The GOVERNMENT of Robert Fico is looking for money to fulfill the promises it made regarding social programs and is thus considering taking away a part of future pensions for this purpose. According to the Pravda daily, the cabinet is expected to deal with the issue of whether the payroll taxes currently paid to social insurer Sociálna Posiťovňa (SP) and to private pension management companies are correct.
People who joined the so-called second pension pillar currently pay 9 percent of their wages to SP and another 9 percent to their private accounts in pension management companies DSS. However, the money paid to DSS is lacking in the state budget and Fico refuses to cover the shortage through privatization.

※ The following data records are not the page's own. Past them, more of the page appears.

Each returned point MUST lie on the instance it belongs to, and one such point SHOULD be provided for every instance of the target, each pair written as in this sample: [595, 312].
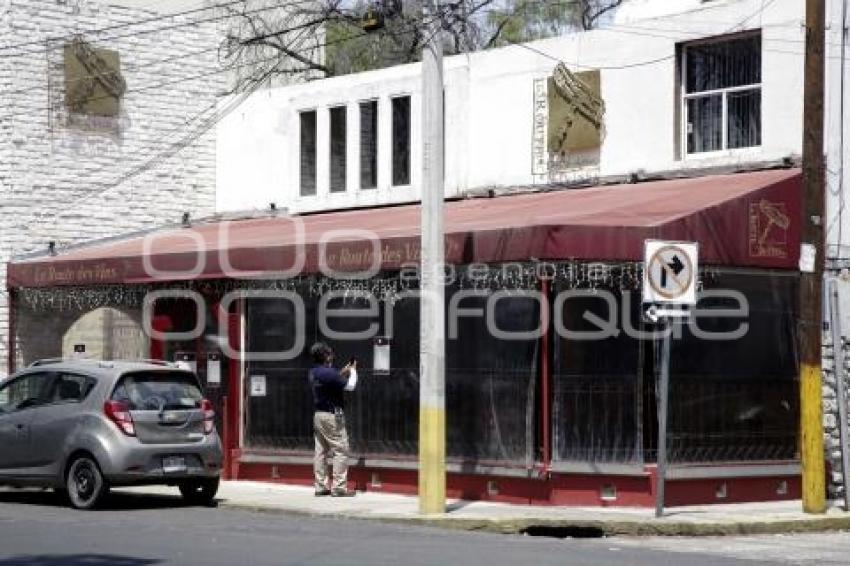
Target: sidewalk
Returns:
[707, 520]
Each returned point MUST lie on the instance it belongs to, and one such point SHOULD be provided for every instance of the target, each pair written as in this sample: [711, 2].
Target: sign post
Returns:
[669, 285]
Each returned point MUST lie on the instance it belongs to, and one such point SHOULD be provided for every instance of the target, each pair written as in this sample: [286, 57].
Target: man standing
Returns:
[331, 438]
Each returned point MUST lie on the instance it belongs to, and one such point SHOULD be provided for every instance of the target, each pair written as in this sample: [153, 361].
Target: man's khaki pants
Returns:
[331, 441]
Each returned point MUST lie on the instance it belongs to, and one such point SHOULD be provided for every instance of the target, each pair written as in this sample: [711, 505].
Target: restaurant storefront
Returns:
[550, 363]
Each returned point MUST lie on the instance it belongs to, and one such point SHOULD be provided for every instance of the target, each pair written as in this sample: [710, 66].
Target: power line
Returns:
[41, 87]
[640, 63]
[125, 25]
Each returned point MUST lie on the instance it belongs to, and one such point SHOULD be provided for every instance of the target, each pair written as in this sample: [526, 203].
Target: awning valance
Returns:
[746, 219]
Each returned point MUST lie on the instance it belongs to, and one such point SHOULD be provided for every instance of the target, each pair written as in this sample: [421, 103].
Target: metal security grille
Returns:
[490, 384]
[597, 405]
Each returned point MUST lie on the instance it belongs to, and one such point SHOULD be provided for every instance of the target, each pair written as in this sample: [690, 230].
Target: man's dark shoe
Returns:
[343, 493]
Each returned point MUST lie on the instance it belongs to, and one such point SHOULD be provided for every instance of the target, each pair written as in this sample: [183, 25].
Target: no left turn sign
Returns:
[670, 272]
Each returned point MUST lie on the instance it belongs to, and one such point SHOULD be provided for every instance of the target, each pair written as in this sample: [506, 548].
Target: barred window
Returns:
[307, 122]
[369, 144]
[401, 140]
[338, 149]
[722, 94]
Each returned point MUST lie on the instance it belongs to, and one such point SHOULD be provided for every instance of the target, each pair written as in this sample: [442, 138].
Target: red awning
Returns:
[746, 219]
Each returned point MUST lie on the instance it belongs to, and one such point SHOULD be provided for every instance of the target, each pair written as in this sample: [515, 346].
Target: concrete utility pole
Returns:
[432, 347]
[811, 282]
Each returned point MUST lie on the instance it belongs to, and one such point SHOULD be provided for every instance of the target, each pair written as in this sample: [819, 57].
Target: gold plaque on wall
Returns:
[570, 127]
[93, 82]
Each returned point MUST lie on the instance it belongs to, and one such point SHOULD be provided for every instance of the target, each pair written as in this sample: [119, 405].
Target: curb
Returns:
[564, 528]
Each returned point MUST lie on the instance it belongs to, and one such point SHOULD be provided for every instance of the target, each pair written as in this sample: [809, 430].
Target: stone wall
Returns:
[67, 178]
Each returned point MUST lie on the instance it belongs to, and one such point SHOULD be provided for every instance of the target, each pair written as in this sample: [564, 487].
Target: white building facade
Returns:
[657, 116]
[105, 124]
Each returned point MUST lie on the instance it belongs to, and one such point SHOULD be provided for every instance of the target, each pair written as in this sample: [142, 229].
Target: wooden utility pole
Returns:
[811, 281]
[432, 347]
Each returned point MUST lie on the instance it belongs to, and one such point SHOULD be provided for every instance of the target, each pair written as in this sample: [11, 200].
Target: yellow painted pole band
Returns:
[432, 460]
[811, 441]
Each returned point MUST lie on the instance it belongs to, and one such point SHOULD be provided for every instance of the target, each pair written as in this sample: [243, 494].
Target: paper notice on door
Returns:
[213, 371]
[258, 386]
[352, 380]
[808, 256]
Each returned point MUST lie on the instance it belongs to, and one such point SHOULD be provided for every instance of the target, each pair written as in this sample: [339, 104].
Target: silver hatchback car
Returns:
[82, 426]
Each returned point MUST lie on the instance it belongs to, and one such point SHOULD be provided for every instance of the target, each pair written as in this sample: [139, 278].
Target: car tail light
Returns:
[119, 413]
[209, 416]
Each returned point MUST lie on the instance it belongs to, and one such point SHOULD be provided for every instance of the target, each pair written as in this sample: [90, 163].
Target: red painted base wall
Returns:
[558, 489]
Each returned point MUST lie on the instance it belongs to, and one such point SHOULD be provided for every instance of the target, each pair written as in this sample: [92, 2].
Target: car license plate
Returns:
[173, 464]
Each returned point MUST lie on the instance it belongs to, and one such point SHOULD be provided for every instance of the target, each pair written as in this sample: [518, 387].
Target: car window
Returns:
[158, 390]
[71, 388]
[26, 391]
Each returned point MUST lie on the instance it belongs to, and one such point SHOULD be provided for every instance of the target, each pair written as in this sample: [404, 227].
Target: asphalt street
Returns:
[36, 529]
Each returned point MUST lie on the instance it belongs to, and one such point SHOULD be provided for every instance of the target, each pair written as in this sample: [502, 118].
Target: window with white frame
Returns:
[369, 144]
[401, 140]
[338, 149]
[307, 152]
[721, 94]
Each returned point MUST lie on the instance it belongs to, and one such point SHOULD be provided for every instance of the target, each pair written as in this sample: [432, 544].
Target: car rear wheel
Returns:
[86, 485]
[199, 492]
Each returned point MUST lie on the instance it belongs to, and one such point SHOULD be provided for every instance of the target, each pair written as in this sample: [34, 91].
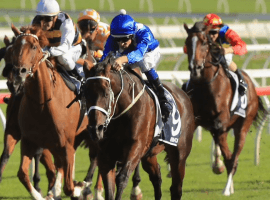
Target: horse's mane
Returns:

According to Fico the proportion of the payments to SP and DSS is the worst thing that could have happened. “We see no other way but to decrease payments to pension management companies,” said the PM at yesterday’s conference of the Klub 500 employers association.
“Until 2010, when the money for pension reform is available from the privatization of the Slovak gas utility SPP, other ways [of financing the deficit] should be sought,” said Peter Goliaš, analyst with the INEKO think tank.
He considers savings in public finance expenditures to be an ideal place to find such funding. Another possibility is that the state could start borrowing money to cover the pension reform by issuing bonds.
According to Jozef Paška, head of the Allianz - Slovenská dôchodková spoločnosť DSS, this topic should be de-politicized.
“We will support solutions in which the current value of payments remains unchanged because the people who joined the reform agreed with it,” he said.